For VRPLIB instances, the distances computation is determined by the `EDGE_WEIGHT_TYPE` and possibly the `EDGE_WEIGHT_FORMAT` specifications. We currently support two categories of edge weight types:
- `*_2D`: compute the Euclidean distances using the node coordinate data.
    - `EUC_2D`: Double precision distances without rounding.
    - `FLOOR_2D`: Round down all distances to down to an integer.
    - `EXACT_2D`: Multiply the distances by 1000, round to the nearest integer.
- `EXPLICIT`: the distance data is explicitly provided, in partial or full form. For explicit matrices, the `EDGE_WEIGHT_FORMAT` must be specified. We support the following two formats:
  - `LOWER_ROW`: Lower row triangular matrix without diagonal entries.  
  - `FULL_MATRIX`: Explicit full matrix representation.
  
More information about how VRPLIB specifications can be found [here](  http://comopt.ifi.uni-heidelberg.de/software/TSPLIB95/tsp95.pdf) and [here]( http://webhotel4.ruc.dk/~keld/research/LKH-3/LKH-3_REPORT.pdf).

Note that there are VRPLIB instances that use different rounding conventions in the literature, which may not be specified in the instance. For example, the X instance set proposed by [Uchoa et al. (2017)](http://vrp.atd-lab.inf.puc-rio.br/index.php/en/new-instances) assumes that the distances are rounded to the nearest integer. When you use the `vrplib` package to read instances from the X set, it will return unrounded Euclidean distances because the instance specifies the `EUC_2D` edge weight type, i.e., no rouding. This can be easily solved by rounding the distances matrix manually.

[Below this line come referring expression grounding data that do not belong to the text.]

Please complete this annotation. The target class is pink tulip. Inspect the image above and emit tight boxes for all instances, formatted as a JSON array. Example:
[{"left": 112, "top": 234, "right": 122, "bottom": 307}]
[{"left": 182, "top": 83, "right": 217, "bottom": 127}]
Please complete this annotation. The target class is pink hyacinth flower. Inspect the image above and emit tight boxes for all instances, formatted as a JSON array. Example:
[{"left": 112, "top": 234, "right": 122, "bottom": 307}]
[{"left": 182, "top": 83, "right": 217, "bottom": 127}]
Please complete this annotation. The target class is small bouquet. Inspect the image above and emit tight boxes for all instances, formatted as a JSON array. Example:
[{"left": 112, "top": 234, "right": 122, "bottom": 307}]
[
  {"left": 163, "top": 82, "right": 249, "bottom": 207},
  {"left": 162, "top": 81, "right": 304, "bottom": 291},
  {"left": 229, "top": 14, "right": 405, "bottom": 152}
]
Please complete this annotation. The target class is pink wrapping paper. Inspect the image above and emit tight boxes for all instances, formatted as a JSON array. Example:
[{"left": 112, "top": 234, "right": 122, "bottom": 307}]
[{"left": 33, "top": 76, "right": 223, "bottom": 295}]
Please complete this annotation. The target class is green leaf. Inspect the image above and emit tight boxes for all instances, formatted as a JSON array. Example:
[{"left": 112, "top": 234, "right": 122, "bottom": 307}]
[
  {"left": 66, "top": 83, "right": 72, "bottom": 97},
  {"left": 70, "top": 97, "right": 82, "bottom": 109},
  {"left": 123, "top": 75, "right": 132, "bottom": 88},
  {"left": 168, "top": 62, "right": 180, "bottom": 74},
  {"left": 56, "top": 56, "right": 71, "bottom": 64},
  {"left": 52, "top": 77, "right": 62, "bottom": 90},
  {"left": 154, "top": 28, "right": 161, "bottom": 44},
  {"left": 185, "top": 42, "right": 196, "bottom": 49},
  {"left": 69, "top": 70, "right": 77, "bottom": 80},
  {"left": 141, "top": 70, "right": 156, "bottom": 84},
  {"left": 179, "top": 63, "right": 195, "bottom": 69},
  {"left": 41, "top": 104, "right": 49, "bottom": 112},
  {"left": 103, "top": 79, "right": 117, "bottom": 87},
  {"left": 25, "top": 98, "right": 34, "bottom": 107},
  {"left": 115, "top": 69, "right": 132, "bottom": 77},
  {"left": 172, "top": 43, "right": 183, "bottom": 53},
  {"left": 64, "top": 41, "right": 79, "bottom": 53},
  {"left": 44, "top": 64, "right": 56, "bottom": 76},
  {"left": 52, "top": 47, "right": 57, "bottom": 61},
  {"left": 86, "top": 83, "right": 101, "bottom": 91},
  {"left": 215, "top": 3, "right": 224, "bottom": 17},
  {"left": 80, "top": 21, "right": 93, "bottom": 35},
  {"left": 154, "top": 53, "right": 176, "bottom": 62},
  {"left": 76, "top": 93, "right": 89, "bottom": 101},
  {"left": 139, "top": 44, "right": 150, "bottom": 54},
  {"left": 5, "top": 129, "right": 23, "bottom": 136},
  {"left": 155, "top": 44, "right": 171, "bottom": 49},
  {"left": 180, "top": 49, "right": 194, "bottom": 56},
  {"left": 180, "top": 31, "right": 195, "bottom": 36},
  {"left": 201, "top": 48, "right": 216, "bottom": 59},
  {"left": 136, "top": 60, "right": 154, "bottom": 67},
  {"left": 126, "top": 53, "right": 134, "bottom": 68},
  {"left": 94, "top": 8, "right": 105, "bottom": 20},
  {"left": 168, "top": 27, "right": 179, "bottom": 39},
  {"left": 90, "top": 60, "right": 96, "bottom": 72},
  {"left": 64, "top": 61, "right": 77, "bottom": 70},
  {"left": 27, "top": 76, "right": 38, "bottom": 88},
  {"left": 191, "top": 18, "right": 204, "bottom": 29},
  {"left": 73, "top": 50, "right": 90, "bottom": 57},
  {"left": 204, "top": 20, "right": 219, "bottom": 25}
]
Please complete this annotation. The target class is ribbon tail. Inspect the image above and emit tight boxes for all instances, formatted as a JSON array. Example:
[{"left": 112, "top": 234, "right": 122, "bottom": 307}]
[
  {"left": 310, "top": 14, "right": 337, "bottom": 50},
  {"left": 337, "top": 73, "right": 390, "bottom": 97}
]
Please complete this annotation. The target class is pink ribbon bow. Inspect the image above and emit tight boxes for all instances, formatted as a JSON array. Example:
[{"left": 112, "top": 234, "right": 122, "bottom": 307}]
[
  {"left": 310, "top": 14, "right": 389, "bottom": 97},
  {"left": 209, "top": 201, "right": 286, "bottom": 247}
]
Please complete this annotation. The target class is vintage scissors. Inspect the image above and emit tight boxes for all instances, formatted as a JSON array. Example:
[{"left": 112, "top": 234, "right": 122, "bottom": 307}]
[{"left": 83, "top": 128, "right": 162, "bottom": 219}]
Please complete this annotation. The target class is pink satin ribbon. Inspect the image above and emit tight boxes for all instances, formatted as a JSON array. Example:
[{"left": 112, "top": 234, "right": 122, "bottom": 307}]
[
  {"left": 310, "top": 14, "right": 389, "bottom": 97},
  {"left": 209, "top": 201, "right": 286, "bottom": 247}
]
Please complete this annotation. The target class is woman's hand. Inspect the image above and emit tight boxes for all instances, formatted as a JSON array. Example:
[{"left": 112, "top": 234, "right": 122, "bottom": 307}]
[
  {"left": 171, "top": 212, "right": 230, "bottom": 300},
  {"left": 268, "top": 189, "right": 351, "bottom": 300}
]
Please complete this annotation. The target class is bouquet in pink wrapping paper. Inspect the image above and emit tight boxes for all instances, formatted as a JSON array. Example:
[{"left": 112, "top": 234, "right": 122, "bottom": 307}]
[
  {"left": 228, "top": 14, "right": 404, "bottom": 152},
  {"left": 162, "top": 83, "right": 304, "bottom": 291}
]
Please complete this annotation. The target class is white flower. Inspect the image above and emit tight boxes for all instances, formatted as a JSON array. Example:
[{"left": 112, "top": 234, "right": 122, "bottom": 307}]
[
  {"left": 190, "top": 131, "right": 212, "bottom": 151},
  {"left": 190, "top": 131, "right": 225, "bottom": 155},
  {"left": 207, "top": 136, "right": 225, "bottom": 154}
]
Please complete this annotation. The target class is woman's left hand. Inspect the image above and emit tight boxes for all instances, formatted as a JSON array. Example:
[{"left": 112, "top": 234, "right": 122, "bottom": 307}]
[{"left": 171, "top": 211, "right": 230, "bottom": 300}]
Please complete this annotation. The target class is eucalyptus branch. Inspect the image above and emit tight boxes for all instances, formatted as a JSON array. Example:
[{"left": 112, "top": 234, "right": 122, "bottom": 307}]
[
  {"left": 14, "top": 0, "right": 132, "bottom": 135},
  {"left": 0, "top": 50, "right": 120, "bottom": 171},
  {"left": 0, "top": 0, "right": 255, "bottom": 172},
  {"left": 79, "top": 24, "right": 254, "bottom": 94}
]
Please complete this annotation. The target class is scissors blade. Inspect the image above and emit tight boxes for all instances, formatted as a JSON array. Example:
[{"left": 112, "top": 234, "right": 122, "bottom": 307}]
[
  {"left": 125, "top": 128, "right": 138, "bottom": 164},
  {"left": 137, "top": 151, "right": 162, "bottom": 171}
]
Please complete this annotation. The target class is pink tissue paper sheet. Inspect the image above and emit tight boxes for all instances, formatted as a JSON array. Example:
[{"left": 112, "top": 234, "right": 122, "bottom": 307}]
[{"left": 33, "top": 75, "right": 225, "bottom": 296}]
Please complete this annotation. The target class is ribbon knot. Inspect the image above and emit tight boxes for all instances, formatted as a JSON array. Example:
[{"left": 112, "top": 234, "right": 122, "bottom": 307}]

For Solomon-type instances, the distance computation is not specified in the instance file, hence we compute the Euclidean distances without rounding. A recent convention that was proposed during the [2021 DIMACS Vehicle Routing Implementation Challenge](http://dimacs.rutgers.edu/programs/challenge/vrp/vrptw/) is to truncate the Euclidean distances to one decimal. Similar to the X instance set, you can manually modify the distances matrix.

## Additional remarks
- Downloading instances may take up to a few seconds. 
- The `XML100` benchmark set is not listed in `list_names` and cannot be downloaded through this package. You can download these instances directly from [CVRPLIB](http://vrp.atd-lab.inf.puc-rio.br/index.php/en/).